I written before about how an employer can be damned when supervisors have sex with employees: https://damnedif.com/category/sexual-harassment/.
But being obsessed and pursuing a relationship can be just as damning. Take the recently-reported case at the Massachusetts Commission Against Discrimination (“MCAD”) MCAD v. Illumina Media. The employer is on the hook (subject to potential appeals) for a sizable award because, the MCAD found, one of the company’s owners made repeated sexual advances to a female employee, even though she repeatedly rejected them. This was the case even though, the MCAD found, the female employee actively participated in a sexually charged workplace atmosphere, where sexual innuendo and horseplay were commonplace and people looked at pornographic images on the internet.
The case reads like a made-for-TV movie of the week. The female employee started at Illumina as a 24 year old. According the case report, the company owner was at first friendly, but soon started to make comments about his sexual prowess with much younger women, and then suggested that he and the victim were “on a date.” The employee thought that these comments were strange and inappropriate, and would often reply that “it’s not happening” or “it will never happen.” Undaunted, the owner continued his pursuit, according to the report, and escalated the behaviors by explicitly asking for sex on a number of occasions, which the employee refused. The actions went downhill from there, according to the report. You can find a link to the decision here: http://www.mass.gov/mcad/documents/MCAD%20&%20Brooke%20Anido%20vs%20Illumina%20Media%20LLC%20dba%20Illumina%20Records%20&%20Ronald%20Bellanti.pdf
It does not appear that Illumina strongly or effectively contested that the owner aggressively pursued a sexual relationship with the employee. The MCAD Hearing Officer found Illumina and the owner liable for quid quo pro sexual harassment (generally thought of as conditioning a job or employee benefits on succumbing to sexual advances) as well as for constructive discharge. The MCAD reasoned that by treating the employee differently after she rejected the owner’s sexual harassment, Illumina could be held liable for quid quo pro sexual harassment. The decision was upheld after an appeal to the Full Commission of the MCAD.
Illumina and the owner were ordered to pay $75,000 in emotional distress damages and nearly $10,000 in lost wages. These two figures are subject to 12% interest from the date of filing the Complaint, which was a staggering six years prior to the decision of the Full Commission. Thus, interest will run at about 71%, adding $60,000 to this figure. The defendants are also liable for the employee’s legal fees and costs of over $62,000. Assuming that Illumina spent a similar amount on legal fees, the total out of pocket for the company appears to be at least $270,000, barring any further appeal.

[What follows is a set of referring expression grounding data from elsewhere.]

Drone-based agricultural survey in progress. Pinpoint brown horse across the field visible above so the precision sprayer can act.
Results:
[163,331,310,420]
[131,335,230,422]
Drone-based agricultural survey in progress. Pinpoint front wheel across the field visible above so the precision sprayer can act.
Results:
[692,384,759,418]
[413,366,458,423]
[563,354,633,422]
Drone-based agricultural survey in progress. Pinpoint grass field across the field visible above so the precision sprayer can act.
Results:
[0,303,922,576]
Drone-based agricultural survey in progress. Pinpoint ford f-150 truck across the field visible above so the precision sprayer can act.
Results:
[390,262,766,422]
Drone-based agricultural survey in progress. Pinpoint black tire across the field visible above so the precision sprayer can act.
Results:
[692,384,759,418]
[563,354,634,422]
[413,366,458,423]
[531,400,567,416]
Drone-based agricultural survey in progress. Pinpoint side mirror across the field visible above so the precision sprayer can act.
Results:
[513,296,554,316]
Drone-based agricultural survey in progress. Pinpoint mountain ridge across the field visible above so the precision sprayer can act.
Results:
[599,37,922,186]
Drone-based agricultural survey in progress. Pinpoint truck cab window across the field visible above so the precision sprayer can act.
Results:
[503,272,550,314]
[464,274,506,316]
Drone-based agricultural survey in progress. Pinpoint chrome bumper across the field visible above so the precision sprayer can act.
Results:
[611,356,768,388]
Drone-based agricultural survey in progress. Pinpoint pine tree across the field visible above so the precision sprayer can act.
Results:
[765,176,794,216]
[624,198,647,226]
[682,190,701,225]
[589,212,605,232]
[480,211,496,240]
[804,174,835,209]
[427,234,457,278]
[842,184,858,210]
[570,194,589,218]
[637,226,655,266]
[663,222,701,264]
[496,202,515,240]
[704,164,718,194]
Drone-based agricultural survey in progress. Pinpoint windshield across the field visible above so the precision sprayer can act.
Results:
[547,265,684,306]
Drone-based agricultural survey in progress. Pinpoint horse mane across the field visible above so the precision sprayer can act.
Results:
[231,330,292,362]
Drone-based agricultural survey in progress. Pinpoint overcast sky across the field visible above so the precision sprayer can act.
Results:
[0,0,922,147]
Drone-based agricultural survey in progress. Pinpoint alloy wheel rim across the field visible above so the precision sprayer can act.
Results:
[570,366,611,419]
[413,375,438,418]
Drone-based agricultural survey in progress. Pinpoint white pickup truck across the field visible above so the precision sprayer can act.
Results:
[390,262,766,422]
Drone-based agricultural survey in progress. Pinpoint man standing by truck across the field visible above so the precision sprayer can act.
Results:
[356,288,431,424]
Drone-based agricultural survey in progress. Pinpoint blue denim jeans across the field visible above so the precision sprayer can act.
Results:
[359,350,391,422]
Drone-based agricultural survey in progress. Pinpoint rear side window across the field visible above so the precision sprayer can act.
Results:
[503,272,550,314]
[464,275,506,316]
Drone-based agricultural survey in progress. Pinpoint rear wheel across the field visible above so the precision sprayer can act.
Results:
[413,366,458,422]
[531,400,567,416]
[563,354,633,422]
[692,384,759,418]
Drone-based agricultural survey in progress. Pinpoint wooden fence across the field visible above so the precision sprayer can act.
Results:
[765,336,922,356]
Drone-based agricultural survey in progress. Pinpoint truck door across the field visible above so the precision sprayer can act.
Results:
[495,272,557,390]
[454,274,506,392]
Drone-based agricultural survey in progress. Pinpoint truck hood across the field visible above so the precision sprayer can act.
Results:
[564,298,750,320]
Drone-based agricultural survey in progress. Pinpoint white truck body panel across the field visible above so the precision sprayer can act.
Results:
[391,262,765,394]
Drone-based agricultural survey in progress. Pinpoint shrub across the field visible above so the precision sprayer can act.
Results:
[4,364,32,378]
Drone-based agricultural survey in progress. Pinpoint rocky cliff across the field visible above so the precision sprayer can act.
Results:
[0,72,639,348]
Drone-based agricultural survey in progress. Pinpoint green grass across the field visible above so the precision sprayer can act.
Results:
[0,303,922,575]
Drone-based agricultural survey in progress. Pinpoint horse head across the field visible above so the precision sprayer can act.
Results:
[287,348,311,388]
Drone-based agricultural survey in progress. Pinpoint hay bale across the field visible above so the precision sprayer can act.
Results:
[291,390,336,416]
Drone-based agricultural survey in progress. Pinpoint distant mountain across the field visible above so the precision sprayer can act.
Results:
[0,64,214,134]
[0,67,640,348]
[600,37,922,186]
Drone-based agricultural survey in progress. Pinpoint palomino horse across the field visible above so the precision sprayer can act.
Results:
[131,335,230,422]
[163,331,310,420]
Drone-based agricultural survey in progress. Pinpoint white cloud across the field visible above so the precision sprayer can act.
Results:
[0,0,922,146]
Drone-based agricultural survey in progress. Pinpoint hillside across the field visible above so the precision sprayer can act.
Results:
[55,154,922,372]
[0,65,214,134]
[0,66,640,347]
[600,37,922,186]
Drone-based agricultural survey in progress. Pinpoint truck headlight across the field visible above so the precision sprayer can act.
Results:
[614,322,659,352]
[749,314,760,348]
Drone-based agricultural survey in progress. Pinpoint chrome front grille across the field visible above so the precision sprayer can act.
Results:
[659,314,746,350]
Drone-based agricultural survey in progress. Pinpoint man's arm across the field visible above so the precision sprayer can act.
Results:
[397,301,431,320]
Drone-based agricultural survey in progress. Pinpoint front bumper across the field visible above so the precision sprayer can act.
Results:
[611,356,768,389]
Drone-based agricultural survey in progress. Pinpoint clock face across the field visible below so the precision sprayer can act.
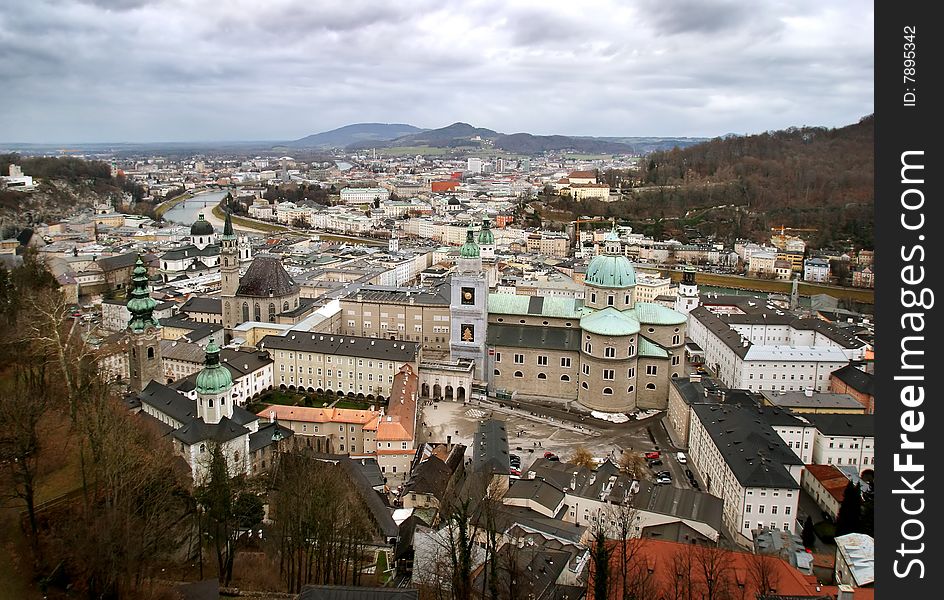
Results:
[460,288,475,304]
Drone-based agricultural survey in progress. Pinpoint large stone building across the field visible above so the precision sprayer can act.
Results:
[486,232,686,411]
[220,213,301,336]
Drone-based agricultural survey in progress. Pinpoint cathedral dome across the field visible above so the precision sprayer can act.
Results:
[584,254,636,288]
[459,228,479,258]
[479,219,495,246]
[196,339,233,395]
[190,214,213,236]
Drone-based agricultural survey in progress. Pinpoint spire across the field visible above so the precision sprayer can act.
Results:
[223,210,236,238]
[196,338,233,395]
[459,227,479,258]
[127,255,161,333]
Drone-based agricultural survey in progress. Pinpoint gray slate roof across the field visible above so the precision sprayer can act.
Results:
[803,414,875,437]
[692,404,803,489]
[236,255,299,297]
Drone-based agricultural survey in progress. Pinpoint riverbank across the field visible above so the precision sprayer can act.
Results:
[668,270,875,305]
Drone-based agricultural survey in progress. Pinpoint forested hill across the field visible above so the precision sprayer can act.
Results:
[641,115,875,247]
[643,115,875,209]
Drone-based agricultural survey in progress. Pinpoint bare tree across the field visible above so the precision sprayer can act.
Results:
[0,364,50,562]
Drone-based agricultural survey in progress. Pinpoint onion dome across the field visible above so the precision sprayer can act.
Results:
[190,213,213,237]
[197,338,233,395]
[127,256,161,332]
[584,254,636,288]
[459,227,479,258]
[479,219,495,246]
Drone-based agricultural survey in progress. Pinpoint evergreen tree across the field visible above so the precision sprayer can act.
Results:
[836,481,862,537]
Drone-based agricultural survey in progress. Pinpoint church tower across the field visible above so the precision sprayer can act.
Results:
[127,256,164,392]
[675,267,699,315]
[220,211,239,341]
[196,339,234,425]
[449,227,488,381]
[479,219,495,260]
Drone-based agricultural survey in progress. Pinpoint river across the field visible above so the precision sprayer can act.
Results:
[164,190,227,225]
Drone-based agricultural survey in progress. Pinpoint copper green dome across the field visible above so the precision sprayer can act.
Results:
[459,227,479,258]
[127,256,161,332]
[584,254,636,288]
[479,219,495,246]
[190,213,213,236]
[197,339,233,395]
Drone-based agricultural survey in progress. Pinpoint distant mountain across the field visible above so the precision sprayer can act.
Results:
[360,122,499,148]
[283,123,426,148]
[495,133,633,154]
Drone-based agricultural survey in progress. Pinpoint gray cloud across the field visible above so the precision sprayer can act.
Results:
[0,0,873,142]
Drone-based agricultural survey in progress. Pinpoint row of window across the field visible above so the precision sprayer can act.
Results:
[744,504,793,515]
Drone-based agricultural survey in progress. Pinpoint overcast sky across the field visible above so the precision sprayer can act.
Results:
[0,0,874,142]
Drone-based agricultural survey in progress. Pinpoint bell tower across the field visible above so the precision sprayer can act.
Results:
[196,339,234,424]
[449,227,488,381]
[127,256,164,392]
[220,211,239,341]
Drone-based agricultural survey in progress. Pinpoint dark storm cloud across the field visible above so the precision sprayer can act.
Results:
[0,0,873,141]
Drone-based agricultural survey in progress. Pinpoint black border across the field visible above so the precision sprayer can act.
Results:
[874,1,944,598]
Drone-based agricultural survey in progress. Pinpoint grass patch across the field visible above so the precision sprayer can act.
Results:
[334,398,379,410]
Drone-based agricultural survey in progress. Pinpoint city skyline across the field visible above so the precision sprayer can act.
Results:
[0,0,874,143]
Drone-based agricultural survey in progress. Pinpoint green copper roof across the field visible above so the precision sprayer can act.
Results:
[627,302,687,325]
[479,219,495,246]
[127,256,161,333]
[580,306,639,335]
[584,254,636,288]
[459,227,479,258]
[197,339,233,395]
[637,336,669,358]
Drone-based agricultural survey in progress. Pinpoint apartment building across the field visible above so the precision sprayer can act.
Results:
[689,404,803,547]
[258,331,420,399]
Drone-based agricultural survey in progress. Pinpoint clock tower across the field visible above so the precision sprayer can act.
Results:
[449,228,488,382]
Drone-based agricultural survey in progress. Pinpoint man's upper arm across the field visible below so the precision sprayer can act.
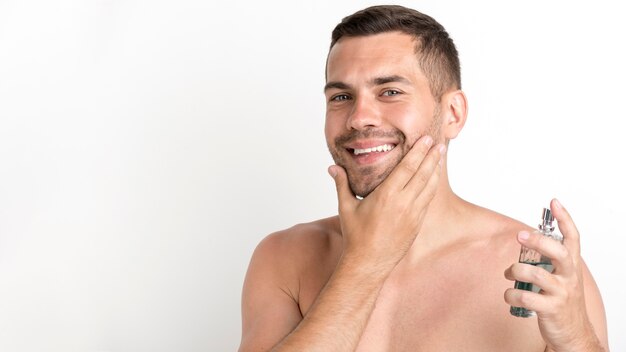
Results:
[583,261,609,351]
[239,233,302,352]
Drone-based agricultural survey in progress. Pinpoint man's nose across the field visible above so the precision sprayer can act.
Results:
[346,97,381,130]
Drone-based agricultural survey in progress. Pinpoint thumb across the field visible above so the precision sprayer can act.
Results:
[328,165,356,211]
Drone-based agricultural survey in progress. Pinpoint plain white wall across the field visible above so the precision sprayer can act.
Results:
[0,0,626,352]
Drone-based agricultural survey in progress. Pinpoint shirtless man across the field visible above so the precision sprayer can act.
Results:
[240,6,608,352]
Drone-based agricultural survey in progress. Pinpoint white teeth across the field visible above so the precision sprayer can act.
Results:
[354,144,394,155]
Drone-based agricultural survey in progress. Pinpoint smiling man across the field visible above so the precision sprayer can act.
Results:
[240,6,608,352]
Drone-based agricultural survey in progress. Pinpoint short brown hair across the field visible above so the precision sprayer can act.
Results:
[330,5,461,101]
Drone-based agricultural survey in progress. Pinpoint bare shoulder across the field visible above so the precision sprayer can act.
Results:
[467,204,533,244]
[239,218,341,351]
[255,217,341,270]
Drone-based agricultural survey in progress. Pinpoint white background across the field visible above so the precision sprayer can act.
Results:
[0,0,626,352]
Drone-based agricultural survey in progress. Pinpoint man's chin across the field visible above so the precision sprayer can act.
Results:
[348,177,382,198]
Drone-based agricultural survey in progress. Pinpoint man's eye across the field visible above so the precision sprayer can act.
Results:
[382,89,400,97]
[330,94,350,101]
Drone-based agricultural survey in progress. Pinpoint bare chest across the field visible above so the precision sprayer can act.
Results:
[357,262,545,352]
[305,252,545,352]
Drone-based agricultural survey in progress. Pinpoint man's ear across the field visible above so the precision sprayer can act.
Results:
[441,89,467,139]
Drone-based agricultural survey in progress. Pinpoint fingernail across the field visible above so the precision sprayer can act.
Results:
[517,231,530,241]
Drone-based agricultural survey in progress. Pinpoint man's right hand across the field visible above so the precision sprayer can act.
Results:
[328,136,446,270]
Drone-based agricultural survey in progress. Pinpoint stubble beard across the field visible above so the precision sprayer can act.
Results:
[328,106,441,198]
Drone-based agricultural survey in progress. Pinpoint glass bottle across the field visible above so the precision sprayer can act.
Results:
[511,208,563,318]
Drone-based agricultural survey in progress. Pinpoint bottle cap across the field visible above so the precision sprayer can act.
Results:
[539,208,554,232]
[541,208,554,224]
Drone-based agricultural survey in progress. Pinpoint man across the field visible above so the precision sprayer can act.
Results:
[240,6,608,352]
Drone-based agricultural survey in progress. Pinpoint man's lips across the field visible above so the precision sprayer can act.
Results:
[349,143,395,155]
[346,142,396,165]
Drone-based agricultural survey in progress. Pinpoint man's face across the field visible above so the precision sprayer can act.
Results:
[325,32,442,197]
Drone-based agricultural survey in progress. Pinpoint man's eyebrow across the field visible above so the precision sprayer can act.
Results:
[372,75,411,86]
[324,81,352,92]
[324,75,411,92]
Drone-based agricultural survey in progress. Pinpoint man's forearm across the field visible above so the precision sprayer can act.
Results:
[273,261,393,352]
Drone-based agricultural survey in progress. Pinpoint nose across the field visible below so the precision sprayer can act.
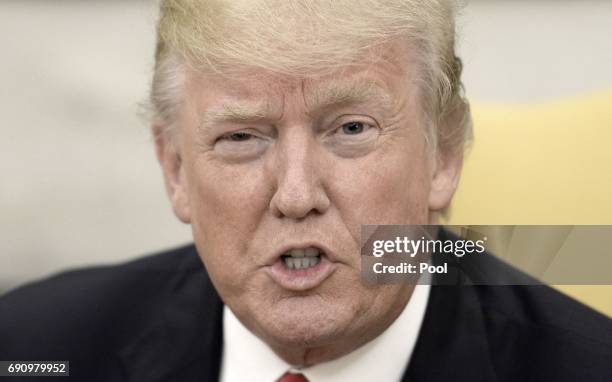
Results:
[269,133,330,220]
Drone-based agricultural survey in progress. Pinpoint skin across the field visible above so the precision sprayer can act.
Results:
[154,43,462,365]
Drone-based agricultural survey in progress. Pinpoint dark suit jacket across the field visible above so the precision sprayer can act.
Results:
[0,230,612,382]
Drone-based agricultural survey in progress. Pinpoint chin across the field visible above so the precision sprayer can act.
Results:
[252,296,355,348]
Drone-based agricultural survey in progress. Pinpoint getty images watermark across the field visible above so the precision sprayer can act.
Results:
[361,225,612,285]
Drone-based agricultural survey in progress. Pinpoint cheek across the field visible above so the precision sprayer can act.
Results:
[331,137,430,230]
[188,161,267,282]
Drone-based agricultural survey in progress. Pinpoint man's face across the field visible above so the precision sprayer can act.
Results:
[158,41,462,363]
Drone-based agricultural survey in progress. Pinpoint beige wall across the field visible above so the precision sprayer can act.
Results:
[0,0,612,290]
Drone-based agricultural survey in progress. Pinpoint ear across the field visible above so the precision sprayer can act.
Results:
[153,126,191,224]
[429,149,463,211]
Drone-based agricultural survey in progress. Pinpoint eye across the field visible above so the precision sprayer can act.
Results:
[221,131,253,142]
[341,121,367,135]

While the facts here appear to be fairly egregious, the case should serve as a warning to all employers. Owners and managers, as human beings, will inevitably be attracted to subordinate employees. If you are a company of any significant size, there is no doubt that there are such attractions occurring right now at your business. You need to train all of your managers on how to deal with these issues (a subject for another post), or you could be on the hook for $270,000 or much, much more. Mangers and owners can easily fall into the trap of thinking that a loose environment means that anything goes in the workplace. But this case proves that such thinking can lead to big trouble.